My test was simple. I sent Watson the text below and measured the time to get the resulting speech file. I repeated the test for each format Watson supports: WAV, FLAC and OGG. Further down are my results.
“I have been assigned to handle your order status request. I am sorry to inform you that the items you requested are back-ordered. We apologize for the inconvenience. We don’t know when those items will become available. Maybe next week but we are not sure at this time. Because we want you to be a happy customer, management has decided to give you a 50% discount!”
Stats: 370 characters sent; resulting speech is 27 sec long.
Summary of Results
|File Format||Size (kB)||Avg Latency (ms)|
Here’s a nice chart showing speech format vs size.
I used typical & default settings for each file format, meaning that each format could potentially be optimized for better performance.

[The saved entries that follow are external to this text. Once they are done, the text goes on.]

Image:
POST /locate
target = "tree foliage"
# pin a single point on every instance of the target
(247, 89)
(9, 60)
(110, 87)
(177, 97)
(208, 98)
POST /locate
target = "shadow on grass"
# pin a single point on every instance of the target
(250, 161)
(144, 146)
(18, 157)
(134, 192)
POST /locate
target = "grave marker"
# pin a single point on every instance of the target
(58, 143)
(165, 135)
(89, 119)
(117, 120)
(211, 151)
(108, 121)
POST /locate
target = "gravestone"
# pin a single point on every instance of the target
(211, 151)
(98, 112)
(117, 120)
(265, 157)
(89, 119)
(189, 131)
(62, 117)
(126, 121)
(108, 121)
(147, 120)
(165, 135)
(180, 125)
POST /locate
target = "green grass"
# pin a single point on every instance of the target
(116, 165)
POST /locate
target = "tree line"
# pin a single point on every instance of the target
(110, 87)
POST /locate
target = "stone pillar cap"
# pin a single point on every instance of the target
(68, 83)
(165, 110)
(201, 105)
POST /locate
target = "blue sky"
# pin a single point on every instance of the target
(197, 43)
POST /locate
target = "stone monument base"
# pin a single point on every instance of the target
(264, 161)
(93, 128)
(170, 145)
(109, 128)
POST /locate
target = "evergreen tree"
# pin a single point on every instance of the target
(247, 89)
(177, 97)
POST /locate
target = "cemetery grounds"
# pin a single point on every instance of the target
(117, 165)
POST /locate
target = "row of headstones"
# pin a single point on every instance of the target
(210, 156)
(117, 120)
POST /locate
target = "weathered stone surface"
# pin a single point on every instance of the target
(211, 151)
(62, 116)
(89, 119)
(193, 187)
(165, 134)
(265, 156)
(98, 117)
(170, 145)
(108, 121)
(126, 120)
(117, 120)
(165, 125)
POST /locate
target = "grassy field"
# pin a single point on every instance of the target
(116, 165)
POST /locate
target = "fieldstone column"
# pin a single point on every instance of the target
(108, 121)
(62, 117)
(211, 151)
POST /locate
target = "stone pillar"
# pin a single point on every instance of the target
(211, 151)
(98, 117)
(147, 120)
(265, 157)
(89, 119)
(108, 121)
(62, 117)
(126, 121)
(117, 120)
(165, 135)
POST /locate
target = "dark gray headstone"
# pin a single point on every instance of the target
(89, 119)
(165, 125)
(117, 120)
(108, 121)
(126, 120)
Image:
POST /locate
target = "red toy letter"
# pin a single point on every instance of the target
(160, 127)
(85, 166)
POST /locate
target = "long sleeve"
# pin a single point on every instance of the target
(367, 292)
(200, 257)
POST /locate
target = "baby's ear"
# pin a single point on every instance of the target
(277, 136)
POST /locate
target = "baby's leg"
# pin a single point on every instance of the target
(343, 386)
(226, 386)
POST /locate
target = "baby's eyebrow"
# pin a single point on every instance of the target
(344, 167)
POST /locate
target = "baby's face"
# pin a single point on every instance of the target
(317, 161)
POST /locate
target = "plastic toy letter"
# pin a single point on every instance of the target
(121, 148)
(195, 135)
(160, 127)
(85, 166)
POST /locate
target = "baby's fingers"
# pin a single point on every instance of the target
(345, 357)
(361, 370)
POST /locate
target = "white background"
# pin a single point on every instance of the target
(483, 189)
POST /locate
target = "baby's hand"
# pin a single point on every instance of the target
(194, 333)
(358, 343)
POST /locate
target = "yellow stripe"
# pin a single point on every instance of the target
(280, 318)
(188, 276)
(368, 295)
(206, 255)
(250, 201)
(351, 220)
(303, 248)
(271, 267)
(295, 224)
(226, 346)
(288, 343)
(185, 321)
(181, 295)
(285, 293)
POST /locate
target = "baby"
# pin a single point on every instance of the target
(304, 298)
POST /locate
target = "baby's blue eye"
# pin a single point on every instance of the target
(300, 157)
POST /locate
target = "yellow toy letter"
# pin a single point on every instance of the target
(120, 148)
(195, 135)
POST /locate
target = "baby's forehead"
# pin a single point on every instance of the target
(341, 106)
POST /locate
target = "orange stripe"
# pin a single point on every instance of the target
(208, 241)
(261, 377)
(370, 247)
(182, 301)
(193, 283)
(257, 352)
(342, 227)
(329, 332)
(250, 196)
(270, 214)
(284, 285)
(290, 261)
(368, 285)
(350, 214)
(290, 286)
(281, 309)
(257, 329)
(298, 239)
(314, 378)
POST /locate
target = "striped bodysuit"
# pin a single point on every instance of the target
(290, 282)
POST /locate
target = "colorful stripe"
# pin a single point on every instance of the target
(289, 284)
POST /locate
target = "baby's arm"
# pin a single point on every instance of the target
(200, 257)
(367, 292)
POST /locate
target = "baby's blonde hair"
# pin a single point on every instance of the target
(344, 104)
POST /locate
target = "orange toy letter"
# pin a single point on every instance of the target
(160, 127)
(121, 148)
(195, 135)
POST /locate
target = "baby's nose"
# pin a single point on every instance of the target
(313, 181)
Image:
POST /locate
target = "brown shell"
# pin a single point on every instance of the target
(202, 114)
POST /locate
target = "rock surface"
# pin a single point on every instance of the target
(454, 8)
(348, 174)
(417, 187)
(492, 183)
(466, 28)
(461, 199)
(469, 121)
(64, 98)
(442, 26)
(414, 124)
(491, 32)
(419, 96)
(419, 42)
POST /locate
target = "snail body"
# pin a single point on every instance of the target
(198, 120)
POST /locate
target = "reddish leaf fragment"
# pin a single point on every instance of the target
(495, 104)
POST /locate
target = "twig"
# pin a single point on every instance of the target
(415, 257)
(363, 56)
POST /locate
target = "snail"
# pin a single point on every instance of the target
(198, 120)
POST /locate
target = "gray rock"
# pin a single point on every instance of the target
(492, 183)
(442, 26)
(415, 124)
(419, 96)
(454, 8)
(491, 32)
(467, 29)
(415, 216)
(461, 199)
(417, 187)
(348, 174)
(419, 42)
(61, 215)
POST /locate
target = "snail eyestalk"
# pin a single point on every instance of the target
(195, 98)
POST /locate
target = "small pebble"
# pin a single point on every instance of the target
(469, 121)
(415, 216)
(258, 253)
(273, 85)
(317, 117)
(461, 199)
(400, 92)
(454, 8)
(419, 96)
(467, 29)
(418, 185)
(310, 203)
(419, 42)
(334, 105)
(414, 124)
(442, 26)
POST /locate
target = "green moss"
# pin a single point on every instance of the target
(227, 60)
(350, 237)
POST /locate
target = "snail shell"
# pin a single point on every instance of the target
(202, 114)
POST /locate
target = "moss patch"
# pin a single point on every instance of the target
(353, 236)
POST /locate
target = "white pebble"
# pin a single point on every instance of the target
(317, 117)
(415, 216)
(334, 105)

So this study is likely only useful to give a ballpark comparison.
Latency is the round trip (request/response) measured from Candy’s perspective (Candy is Raspberry Pi based), so it includes latency of my own network as well Watson’s processing time.
It’s very convenient to work with WAV files, however, there are substantial benefits moving to OGG Vorbis .
For the average latency, I had 5 runs with the following results:
|Transfer Size (kb)||1228.8||579||231|
|Average (ms) =||3523.8||2134||1921|